The DuckDB PHP client is a tertiary client and is maintained by a third-party.
Client API for PHP.
Focused on performance, it uses the official C API internally through FFI, achieving good benchmarks. This library is more than just a wrapper for the C API; it introduces custom, PHP-friendly methods to simplify working with DuckDB. It is compatible with Linux, Windows, and macOS, requiring PHP version 8.3 or higher.
Install
composer require satur.io/duckdb
Documentation
Full documentation is available at https://duckdb-php.readthedocs.io/.
Quick Start
DuckDB::sql("SELECT 'quack' as my_column")->print();
-------------------
| my_column |
-------------------
| quack |
-------------------
The function we used here, DuckDB::sql()
, performs the query in a new
in-memory database which is destroyed after retrieving the result.
This is not the most common use case, let's see how to get a persistent connection.
Connection
$duckDB = DuckDB::create('duck.db'); // or DuckDB::create() for in-memory database
$duckDB->query('CREATE TABLE test (i INTEGER, b BOOL, f FLOAT);');
$duckDB->query('INSERT INTO test VALUES (3, true, 1.1), (5, true, 1.2), (3, false, 1.1), (3, null, 1.2);');
$duckDB->query('SELECT * FROM test')->print();
As you probably guessed, DuckDB::create()
creates a new connection to the specified database,
or create a new one if it doesn't exist yet and then establishes the connection.
After that, we can use the function query
to perform the requests.
Notice the difference between the static method
sql
and the non-static methodquery
. While the first one always creates and destroys a new in-memory database, the second one uses a previously established connection and should be the preferred option in most cases.
In addition, the library also provides prepared statements for binding parameters to our query.
Prepared Statements
$duckDB = DuckDB::create();
$duckDB->query('CREATE TABLE test (i INTEGER, b BOOL, f FLOAT);');
$duckDB->query('INSERT INTO test VALUES (3, true, 1.1), (5, true, 1.2), (3, false, 1.1), (3, null, 1.2);');
$boolPreparedStatement = $duckDB->preparedStatement('SELECT * FROM test WHERE b = $1');
$boolPreparedStatement->bindParam(1, true);
$result = $boolPreparedStatement->execute();
$result->print();
$intPreparedStatement = $duckDB->preparedStatement('SELECT * FROM test WHERE i = ?');
$intPreparedStatement->bindParam(1, 3);
$result = $intPreparedStatement->execute();
$result->print();
Appenders
Appenders are the preferred method to load data in DuckDB. See Appender page for more information.
$duckDB = DuckDB::create();
$result = $duckDB->query('CREATE TABLE people (id INTEGER, name VARCHAR);');
$appender = $duckDB->appender('people');
for ($i = 0; $i < 100; ++$i) {
$appender->append(rand(1, 100000));
$appender->append('string-'.rand(1, 100));
$appender->endRow();
}
$appender->flush();
DuckDB-Powerful
DuckDB provides some amazing features.
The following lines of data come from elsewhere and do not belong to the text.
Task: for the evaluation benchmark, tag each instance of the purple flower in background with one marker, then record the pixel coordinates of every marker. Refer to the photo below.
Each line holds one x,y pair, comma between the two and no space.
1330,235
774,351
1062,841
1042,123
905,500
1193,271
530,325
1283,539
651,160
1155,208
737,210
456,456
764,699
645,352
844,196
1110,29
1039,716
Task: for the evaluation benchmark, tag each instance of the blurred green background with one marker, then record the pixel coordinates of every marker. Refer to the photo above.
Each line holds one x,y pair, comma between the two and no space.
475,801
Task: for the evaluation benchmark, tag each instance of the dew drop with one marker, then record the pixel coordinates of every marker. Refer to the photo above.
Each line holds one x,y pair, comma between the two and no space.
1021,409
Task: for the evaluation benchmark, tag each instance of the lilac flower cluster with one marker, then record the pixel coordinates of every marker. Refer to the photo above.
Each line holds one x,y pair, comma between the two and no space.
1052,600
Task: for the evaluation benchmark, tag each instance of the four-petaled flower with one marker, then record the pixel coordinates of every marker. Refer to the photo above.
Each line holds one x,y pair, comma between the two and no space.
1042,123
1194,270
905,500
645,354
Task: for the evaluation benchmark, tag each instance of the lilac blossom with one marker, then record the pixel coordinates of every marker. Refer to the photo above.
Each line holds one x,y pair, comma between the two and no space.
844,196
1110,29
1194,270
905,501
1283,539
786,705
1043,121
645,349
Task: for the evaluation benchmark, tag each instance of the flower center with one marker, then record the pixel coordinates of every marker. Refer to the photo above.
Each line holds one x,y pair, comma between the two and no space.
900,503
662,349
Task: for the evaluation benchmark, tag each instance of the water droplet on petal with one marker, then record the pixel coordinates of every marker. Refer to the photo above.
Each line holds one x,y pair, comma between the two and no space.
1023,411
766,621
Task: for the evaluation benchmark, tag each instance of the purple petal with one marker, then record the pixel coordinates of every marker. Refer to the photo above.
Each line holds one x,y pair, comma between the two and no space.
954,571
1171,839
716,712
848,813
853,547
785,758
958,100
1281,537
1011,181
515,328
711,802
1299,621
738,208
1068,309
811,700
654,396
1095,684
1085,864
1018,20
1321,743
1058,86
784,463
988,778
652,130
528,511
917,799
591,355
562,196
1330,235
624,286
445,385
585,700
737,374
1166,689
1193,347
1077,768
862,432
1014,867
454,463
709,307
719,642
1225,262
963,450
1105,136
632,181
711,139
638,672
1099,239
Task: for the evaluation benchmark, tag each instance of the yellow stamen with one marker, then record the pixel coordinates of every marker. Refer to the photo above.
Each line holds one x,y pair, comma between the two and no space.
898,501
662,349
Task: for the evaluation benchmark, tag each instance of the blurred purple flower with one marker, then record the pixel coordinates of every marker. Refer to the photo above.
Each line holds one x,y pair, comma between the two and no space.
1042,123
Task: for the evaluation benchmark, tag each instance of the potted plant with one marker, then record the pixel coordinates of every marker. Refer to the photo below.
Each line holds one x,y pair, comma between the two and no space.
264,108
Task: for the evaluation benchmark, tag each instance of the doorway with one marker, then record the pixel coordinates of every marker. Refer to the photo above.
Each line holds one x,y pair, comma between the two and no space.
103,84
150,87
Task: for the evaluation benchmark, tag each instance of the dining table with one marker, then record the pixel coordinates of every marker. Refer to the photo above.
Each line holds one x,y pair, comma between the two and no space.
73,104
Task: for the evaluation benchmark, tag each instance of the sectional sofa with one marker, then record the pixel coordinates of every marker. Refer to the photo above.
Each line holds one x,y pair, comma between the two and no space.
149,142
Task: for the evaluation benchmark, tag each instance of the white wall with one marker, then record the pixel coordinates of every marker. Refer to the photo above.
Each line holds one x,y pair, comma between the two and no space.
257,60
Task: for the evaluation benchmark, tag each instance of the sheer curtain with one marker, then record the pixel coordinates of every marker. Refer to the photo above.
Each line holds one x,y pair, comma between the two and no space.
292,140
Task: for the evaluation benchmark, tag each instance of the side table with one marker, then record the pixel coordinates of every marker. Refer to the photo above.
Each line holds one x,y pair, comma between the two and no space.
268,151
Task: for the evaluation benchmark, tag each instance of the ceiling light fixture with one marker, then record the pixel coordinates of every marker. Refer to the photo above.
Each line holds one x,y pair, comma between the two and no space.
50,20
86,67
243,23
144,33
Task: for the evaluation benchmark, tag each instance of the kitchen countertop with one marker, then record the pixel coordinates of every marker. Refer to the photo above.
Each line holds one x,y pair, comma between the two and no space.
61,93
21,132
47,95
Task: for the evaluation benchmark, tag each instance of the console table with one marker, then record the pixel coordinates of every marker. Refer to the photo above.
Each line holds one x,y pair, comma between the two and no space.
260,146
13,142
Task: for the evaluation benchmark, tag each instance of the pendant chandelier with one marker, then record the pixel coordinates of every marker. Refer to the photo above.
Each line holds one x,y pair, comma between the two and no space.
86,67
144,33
For example, you can query remote files directly.
Let's use an aggregate function to calculate the average of a column for a parquet remote file:
DuckDB::sql(
'SELECT "Reporting Year", avg("Gas Produced, MCF") as "AVG Gas Produced"
FROM "https://github.com/plotly/datasets/raw/refs/heads/master/oil-and-gas.parquet"
WHERE "Reporting Year" BETWEEN 1985 AND 1990
GROUP BY "Reporting Year";'
)->print();
--------------------------------------
| Reporting Year | AVG Gas Produce |
--------------------------------------
| 1985 | 2461.4047344111 |
| 1986 | 6060.8575605681 |
| 1987 | 5047.5813074014 |
| 1988 | 4763.4090541633 |
| 1989 | 4175.2989758837 |
| 1990 | 3706.9404742437 |
--------------------------------------
Or summarize a remote csv:
DuckDB::sql('SUMMARIZE TABLE "https://blobs.duckdb.org/data/Star_Trek-Season_1.csv";')->print();
------------------------------------------------------------------------------------------------------------------------------------------------------------------------------------------------------------------------------------
| column_name | column_type | min | max | approx_unique | avg | std | q25 | q50 | q75 | count | null_percentage |
------------------------------------------------------------------------------------------------------------------------------------------------------------------------------------------------------------------------------------
| season_num | BIGINT | 1 | 1 | 1 | 1.0 | 0.0 | 1 | 1 | 1 | 30 | 0 |
| episode_num | BIGINT | 0 | 29 | 29 | 14.5 | 8.8034084308295 | 7 | 14 | 22 | 30 | 0 |
| aired_date | DATE | 1965-02-28 | 1967-04-13 | 35 | | | 1966-10-20 | 1966-12-22 | 1967-02-16 | 30 | 0 |
| cnt_kirk_hookup | BIGINT | 0 | 2 | 3 | 0.3333333333333 | 0.6064784348631 | 0 | 0 | 1 | 30 | 0 |
...
Requirements
- Linux, macOS, or Windows
- x64 platform
- PHP >= 8.3
- ext-ffi
Recommended
- ext-bcmath - Needed for big integers (> PHP_INT_MAX)
- ext-zend-opcache - For better performance
Type Support
From version 1.2.0 on the library supports all DuckDB file types.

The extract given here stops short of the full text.